Si è conclusa, così, una vera e propria odissea che ha visto, nel tempo, alternarsi molti attori e ha registrato un'attiva partecipazione della cittadinanza.
La ricollocazione del fregio nella sede originaria è stata realizzata grazie ad un sistema di ancoraggio, progettato appositamente per sostenere il mascherone e proteggerlo da ulteriori furti e manomissioni: «Il restauro e la ricollocazione del Mascherone - sottolinea l'assessore regionale dei Beni culturali e dell'Identità siciliana, Alberto Samonà - è un risultato dal valore emblematico e rappresenta un esempio virtuoso di collaborazione tra istituzioni e cittadini. Solo se comprendiamo che i beni culturali sono patrimonio di tutti, infatti, potremo fare un significativo passo avanti nella valorizzazione della nostra storia e delle sue testimonianze».
La recente narrazione del fregio comincia nel 1989 quando una serie di furti deturpa in modo irreversibile il volto del centro storico di Palermo.

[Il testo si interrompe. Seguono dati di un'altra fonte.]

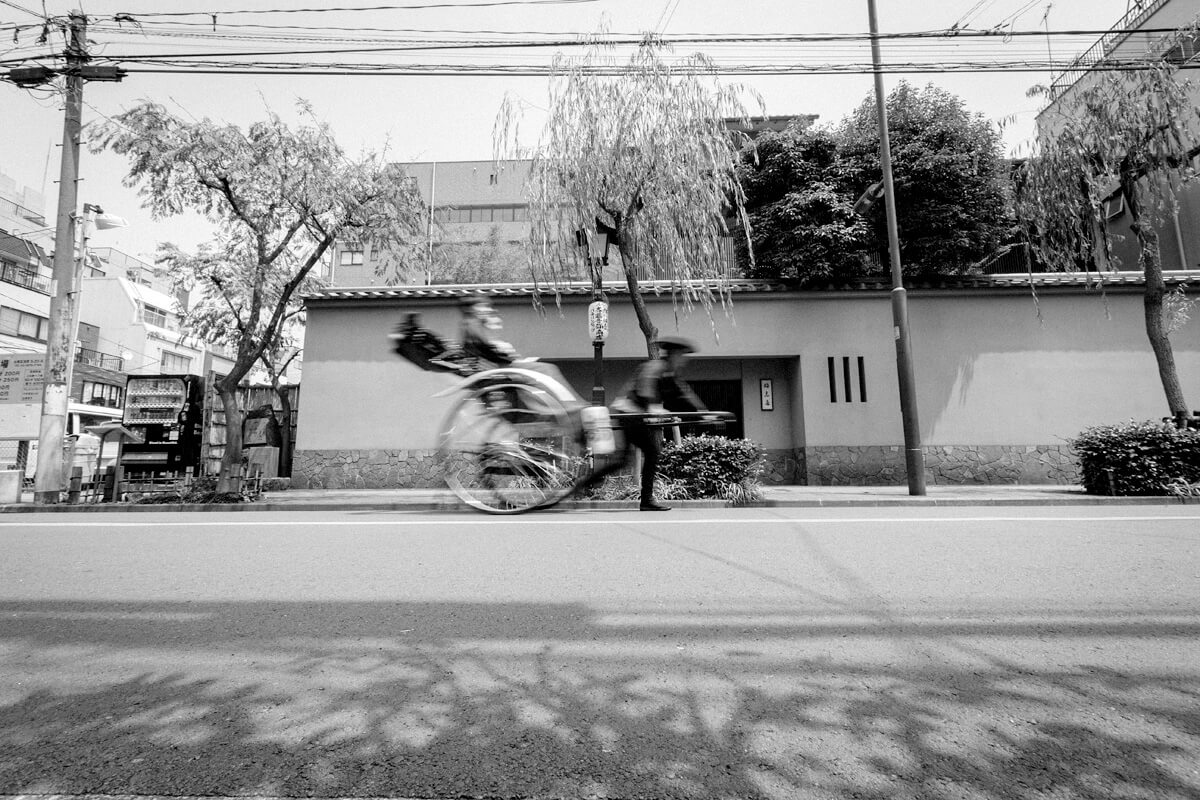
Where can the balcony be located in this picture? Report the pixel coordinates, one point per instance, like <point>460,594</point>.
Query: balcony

Tra gli oggetti artistici sottratti vi era anche il singolare "Mascherone" di marmo, che arricchiva i decori e gli stemmi della sontuosa targa barocca posta in piazza del Garraffo di fronte all'edicola con la statua del Genio di Palermo "Palermo lu grandi". Il furto generò un moto di indignazione, al quale seguì, nell'arco di breve tempo, la "restituzione" del prezioso fregio che, l'allora assessore comunale alla Cultura, Letizia Battaglia, consegnò alla Soprintendenza dei Beni Culturali, che ne ha mantenuto fino ad oggi la custodia.
La scorsa estate l'ex Soprintendente Lina Bellanca ha dato inizio alla fase di restauro del Mascherone, affidando a Mauro Sebastianelli il compito di progettare ed eseguire il delicato intervento di conservazione e ricollocazione e affidando all'architetto Isabella Daidone gli aspetti di valorizzazione dell'opera, attraverso la realizzazione di un pannello grafico-illustrativo delle attività svolte.